Le sort des Biharis, dont les ancêtres ont rejoint le Bangladesh depuis l'Inde suite à l'indépendance et à la partition du sous-continent indien en 1947, est lié à la séparation du Bangladesh et du Pakistan. L'est du Pakistan est devenu l'Etat indépendant du Bangladesh en 1971. Alors que de nombreux Biharis ourdouphones ont été transférés au Pakistan, près de 300 000 autres sont restés au Bangladesh. Pendant de nombreuses années, leurs droits en tant que citoyens n'ont pas été reconnus. Un grand nombre d'entre eux vivaient dans des camps et des zones d'installation spontanées et, de ce fait, ils n'avaient qu'un accès limité à l'éducation et ils éprouvaient des difficultés à trouver du travail.

En 2008, une décision de principe de la Haute Cour bangladaise a accordé la citoyenneté bangladaise aux ourdouphones.
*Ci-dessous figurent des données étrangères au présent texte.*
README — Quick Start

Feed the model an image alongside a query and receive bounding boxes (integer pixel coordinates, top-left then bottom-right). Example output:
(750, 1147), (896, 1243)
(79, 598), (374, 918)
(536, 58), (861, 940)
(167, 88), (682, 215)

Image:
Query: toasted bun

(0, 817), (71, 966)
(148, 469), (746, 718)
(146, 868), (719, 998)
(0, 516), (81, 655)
Le gouvernement a accordé le droit de vote aux adultes juste à temps avant les élections générales de décembre 2008 et leur a délivré des cartes d'identité nationale. Aujourd'hui cette population demeure une minorité linguistique ayant besoin de logements décents et d'un meilleur accès à l'emploi.

On compte environ 12 millions d'apatrides à travers le monde. Ces individus sont pris au piège d'un vide juridique et bénéficient d'un accès limité aux droits fondamentaux.